Happiness, as someone must have said before, is an elusive thing. Often it is not for those whom life embraces too fiercely and too soon—child screen stars, for example. Whether these become emotionally jaded, or suffer the let-down common to youngsters who are given their dessert first, or simply are not allowed to grow in the orderly progression that is supposed to lead to well-adjusted adulthood—that’s for the experts to decide.

But a lot of times they have it rough—as rough as Janie Powell has had it.



Jane was born on April Fool’s Day, cute as any baby, the daughter of Paul and Eileen Burce of Portland, Oregon. But she grew up with a remarkable singing voice, and her life became unlike that of most cute babies.

Jane Powell says all she has missed from not having a normal childhood is playing with other children.
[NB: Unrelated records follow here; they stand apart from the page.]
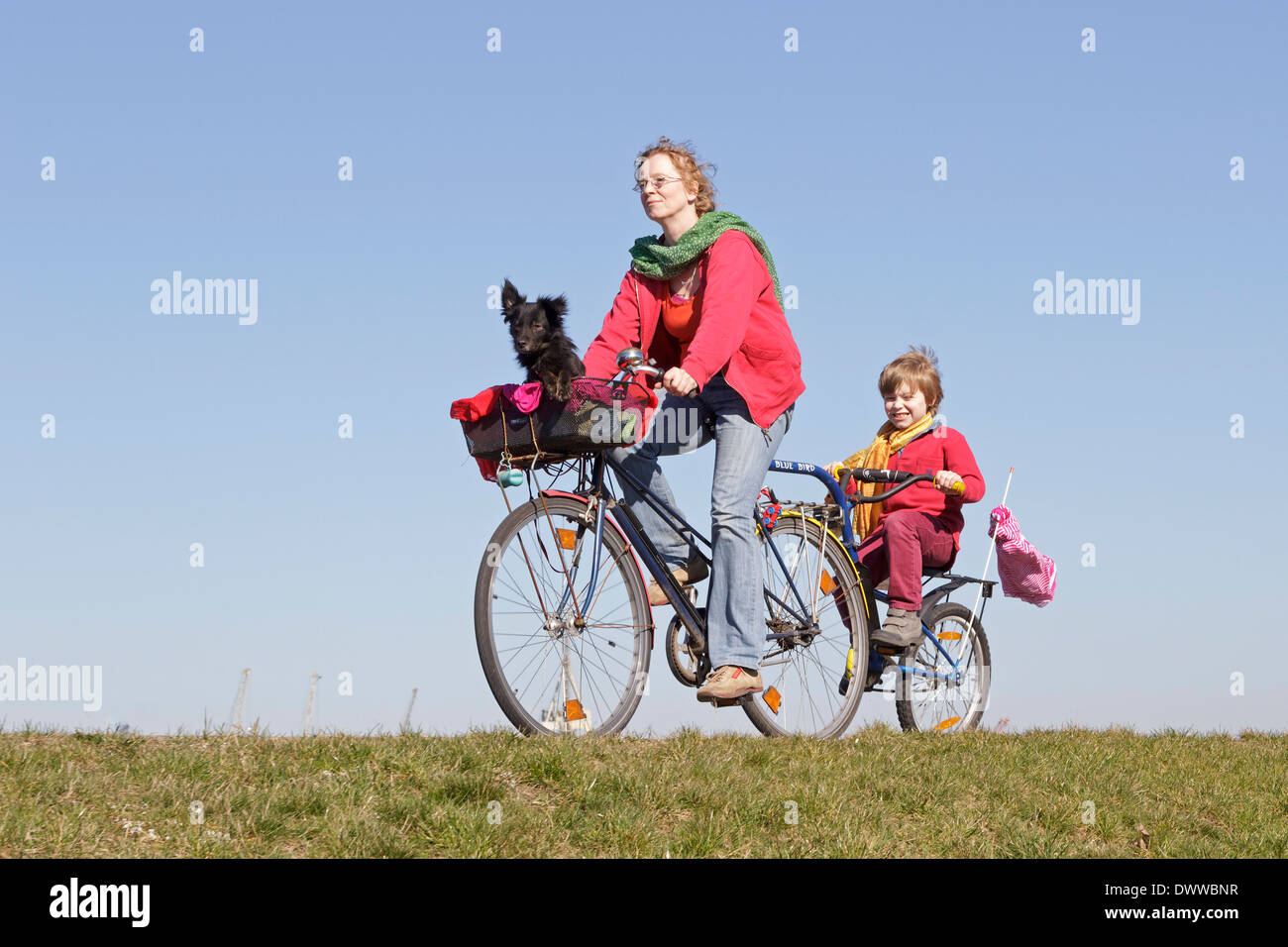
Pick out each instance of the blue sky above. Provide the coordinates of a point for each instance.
(359, 556)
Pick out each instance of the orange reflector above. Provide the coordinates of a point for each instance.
(773, 698)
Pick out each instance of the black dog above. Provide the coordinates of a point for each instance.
(540, 343)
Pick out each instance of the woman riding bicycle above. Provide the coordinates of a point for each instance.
(703, 302)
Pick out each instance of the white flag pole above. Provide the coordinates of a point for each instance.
(988, 560)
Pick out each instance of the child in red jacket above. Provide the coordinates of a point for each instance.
(921, 526)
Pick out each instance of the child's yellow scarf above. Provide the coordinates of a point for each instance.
(877, 455)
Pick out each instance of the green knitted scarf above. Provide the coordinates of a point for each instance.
(660, 262)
She regrets that, but she will not link it with marital catastrophe—nor blame heartbreak on premature fame.

Besides, you know, all that is past. Dead. She’s turned her back.

Yet Hollywood is curious to know whether she can turn her back forever. The optimists think she will marry Nerney and enjoy a happiness greater than any she has ever known. Others have a foreboding that the past never can be left fully behind, and that one dark day the shock of another setback will possess her.



But the optimists are more numerous and more convinced.

They point to the poised, courageous comportment she has exhibited from the start of the trouble, to her unflinching acceptance of a none too sympathetic role that became public property, to a touching dignity throughout an excruciating ordeal.

If she can weather all that, her admirers say, she’s already over the hump, and the best is ahead.

THE END

BY JOHN MAYNARD

(Jane Powell is now appearing in MGM’s Seven Brides For Seven Brothers.)